Validation and Verification of Database Tables. Profile any SAS dataset. Cardinality, outliers, top n frequencies, bottom n frequencies, one to many, many to many, associations between numerical and character variables and duplicates on key
There are two versions of VOODOO
1 SAS version see oto_voodoo_20231031.sas (full output oto_voodoo_zipcode.txt)
2 Altair SLC version slc_voodoo_20251126.sas (slc_voodoo_zipcode.txt I run with ultaedit))
What this macro does
see the tail of this program for usage
You should be able to run this as is.
The macro invocation is at the end of this file
1. Dataset level summary -- ie number of obs, variable types, static data
2. Cardinality page (primary keys, codes/decodes number of unique values for every variable - EG fails here)
3. Complete frequency for all variables numeric and character with less than 200 levels
4. For variables with over 200 levels top 100 most frequent and bottom 100 least frequent Least frequent are the more interesting cases.

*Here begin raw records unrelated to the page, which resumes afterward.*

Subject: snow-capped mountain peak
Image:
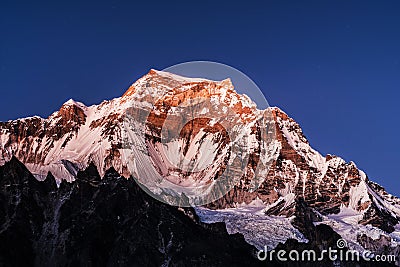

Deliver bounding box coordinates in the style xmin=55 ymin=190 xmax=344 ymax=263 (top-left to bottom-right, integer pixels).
xmin=0 ymin=70 xmax=399 ymax=262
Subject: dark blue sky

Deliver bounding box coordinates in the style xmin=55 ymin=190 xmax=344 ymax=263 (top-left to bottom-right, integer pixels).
xmin=1 ymin=1 xmax=399 ymax=195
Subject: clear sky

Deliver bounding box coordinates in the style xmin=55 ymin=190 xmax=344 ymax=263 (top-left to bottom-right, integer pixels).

5. Proc means on all numeric variables
6. Proc univariate on all numeric variables
7. Special datetime analysis
8. Histograms on all variables with less than 200 levels
9. Proc contents
10. Frequency of all numeric variables Missing, negative, zero and positive
11. Duplicates on single or compound key. Output printed vertically for easy comparison
12. Cross tabs of every variable with every other variable top 16 levels (if selectd)
13. You can also select one variable to cross tab with all other variables max top 16 levels
14. Maximum and minimum lengths to hold all numeric and character variables exactly (optimize)

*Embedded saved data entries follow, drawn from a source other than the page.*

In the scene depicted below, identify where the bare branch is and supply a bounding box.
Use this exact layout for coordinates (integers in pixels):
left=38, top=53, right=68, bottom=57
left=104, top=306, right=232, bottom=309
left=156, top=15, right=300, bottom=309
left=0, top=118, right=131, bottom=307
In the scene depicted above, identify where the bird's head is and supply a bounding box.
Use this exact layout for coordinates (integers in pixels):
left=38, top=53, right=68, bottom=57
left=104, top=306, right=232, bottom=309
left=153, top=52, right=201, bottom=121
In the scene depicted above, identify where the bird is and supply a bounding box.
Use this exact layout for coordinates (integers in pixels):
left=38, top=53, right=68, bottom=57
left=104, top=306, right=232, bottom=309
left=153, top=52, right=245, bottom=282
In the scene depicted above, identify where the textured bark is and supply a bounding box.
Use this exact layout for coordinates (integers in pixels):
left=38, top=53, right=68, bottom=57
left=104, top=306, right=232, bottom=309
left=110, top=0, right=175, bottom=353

15. Correlation of all pairs of numeric variables sorted by largest correlation to lowest.
16. Nice display of max and mins for numeric and character in one table
17. List of identical columns ie date and date1 have equal values on all observations
18. One to Many, Many to One, One to Many and Many to Many
19. Cochran-Mantel-Haenszel Statistics (Cramer relationship amoung catagorical variables)
20. Finds missing patterns
21. Printout of first 20, middle 20 and last 20 observations.
22. Missing Pattern amalysis
23. Missing populated in a single table
24. Missing Pattern Analysis